ON THE outskirts of Salman Pak a little southeast of Baghdad on March 20, a convoy of 30 tractor-trailers driven by third-country nationals was attacked by a force of 40 to 50 insurgents armed with automatic weapons and rocket-propelled grenades.
The convoy was escorted by three Humvees. But one was in the kill zone, and the three soldiers in it were wounded immediately. The soldiers in the other vehicles were pinned down by heavy fire. Insurgents with handcuffs moved toward the wounded soldiers, intending to take them prisoner.
But a squad of 10 MPs in three Humvees had been shadowing the convoy, and arrived in the nick of time. The MPs drove across the kill zone, shielding the convoy from enemy fire, turned up an access road at a right angle to the main road, and stopped next to a field across which a squad of insurgents was advancing. In front of them was a line of seven sedans with doors and trunks open, the insurgents getaway cars.
The second vehicle in the squad was hit immediately by an RPG which knocked the gunner unconscious. All three soldiers in the third Humvee were wounded by machine gun fire.

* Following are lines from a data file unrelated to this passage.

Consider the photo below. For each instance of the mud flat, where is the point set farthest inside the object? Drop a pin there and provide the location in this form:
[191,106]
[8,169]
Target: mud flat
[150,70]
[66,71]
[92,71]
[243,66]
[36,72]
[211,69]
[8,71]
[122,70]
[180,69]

The driver of the middle vehicle sprinted to the third to take up the machine gun from the fallen gunner there. The squad leader, in the second vehicle, revived the dazed gunner and then, with the team sergeant from the first Humvee, moved into a ditch in which many of the insurgents were hiding. The two sergeants fought their way up the ditch, throwing grenades and firing their carbines.
The two sergeants cleared the ditch. The team sergeant had five confirmed kills, the squad leader two. The gunners on the three vehicles also were effective. The 10 MPs together killed 26 guerrillas, and captured another in what was the biggest battle in Iraq since the assault on Fallujah the preceding November.

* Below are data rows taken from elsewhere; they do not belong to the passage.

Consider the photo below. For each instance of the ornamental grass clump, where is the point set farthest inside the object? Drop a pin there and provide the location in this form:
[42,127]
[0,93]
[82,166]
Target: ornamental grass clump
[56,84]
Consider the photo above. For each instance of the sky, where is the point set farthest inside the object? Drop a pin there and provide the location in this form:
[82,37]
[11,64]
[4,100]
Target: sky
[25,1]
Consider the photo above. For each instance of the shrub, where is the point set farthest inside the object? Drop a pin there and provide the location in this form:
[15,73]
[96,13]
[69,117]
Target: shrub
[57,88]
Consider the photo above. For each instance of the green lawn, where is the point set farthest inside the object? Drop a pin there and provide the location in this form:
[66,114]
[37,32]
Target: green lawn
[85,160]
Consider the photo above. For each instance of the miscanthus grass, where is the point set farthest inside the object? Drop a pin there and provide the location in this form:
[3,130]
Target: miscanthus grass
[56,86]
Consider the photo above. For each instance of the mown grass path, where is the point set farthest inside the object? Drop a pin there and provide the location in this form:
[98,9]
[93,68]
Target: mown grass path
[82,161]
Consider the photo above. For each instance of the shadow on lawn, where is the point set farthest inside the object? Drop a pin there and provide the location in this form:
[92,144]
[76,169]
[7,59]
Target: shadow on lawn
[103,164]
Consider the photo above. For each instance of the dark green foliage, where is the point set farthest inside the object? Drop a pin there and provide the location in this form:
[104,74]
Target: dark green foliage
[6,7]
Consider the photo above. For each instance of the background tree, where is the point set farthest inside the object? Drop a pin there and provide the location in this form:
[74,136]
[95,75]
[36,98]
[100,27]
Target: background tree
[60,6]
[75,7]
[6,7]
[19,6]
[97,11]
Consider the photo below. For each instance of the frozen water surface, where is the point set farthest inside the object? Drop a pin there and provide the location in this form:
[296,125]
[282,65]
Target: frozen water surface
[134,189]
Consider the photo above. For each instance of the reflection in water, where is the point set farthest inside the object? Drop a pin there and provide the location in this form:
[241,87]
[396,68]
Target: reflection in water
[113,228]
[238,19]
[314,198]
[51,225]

The first thing to note is the MPs were from the 617th MP company of the Kentucky Army National Guard. Our weekend warriors fight just as well as our regulars, who fight very well indeed.
The second thing to note is that the team sergeant who took the lead in clearing the ditch was Sgt. Leigh Ann Hester, 23, who sells shoes at a store in Nashville in civilian life.

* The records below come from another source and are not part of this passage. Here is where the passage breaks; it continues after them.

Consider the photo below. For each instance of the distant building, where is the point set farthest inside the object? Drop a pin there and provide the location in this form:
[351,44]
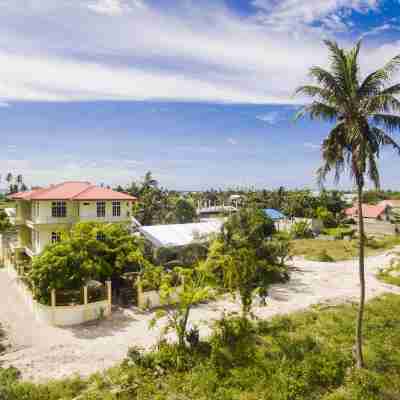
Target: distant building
[41,215]
[380,212]
[275,215]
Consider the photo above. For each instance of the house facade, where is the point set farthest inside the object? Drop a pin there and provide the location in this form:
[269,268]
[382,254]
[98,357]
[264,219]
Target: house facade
[42,215]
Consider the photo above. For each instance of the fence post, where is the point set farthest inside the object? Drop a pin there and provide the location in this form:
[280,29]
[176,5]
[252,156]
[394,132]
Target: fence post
[53,306]
[85,296]
[109,295]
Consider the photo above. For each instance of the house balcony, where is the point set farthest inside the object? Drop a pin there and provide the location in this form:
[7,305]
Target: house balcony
[105,219]
[30,251]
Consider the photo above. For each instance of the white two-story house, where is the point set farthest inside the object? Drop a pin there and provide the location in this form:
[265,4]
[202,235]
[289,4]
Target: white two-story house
[41,215]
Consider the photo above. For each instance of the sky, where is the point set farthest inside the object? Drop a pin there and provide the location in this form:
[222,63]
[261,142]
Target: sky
[198,92]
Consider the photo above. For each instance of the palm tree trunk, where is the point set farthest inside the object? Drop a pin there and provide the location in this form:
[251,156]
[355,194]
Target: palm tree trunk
[359,340]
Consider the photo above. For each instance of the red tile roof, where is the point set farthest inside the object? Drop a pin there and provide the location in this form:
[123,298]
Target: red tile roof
[72,191]
[369,211]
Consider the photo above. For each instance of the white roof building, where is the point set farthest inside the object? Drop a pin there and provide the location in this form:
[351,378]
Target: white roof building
[179,235]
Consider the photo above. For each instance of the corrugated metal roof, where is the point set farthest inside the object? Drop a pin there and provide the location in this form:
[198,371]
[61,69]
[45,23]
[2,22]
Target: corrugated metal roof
[179,234]
[72,191]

Nearly as courageous as Sergeant Hester was Spc. Ashley Pullen, who treated the wounded under fire.
Sergeant Hester and Specialist Pullen pretty much close for me the debate over women in combat. No, I m not in favor of lifting the restrictions in the Army and Marine Corps that keep women out of infantry, armor, and special forces units. The combat arms exclusion exists for sound reasons which ought not to be ignored to please a few feminists who would never dream of enlisting themselves. But anyone who says women can t pull their load on the battlefield should take it up with Sergeant Hester. But not when she s mad.
We cannot do without women in the military. The Army has missed its recruiting goals for two consecutive months, and is likely to fall short again this month. There would be no hope of meeting goals without female recruits. And women soldiers are a big reason why soldiers have higher IQs and more education than the youth population as a whole.
The Army does some silly things with its women. Coed basic training is a foolishness imposed during the Clinton administration which lowers the readiness of both male and female soldiers.
The Army would be wise to follow the lead of the Marine Corps, which segregates the sexes during boot camp. But G.I. Jane is here to stay, and that s mostly a good thing.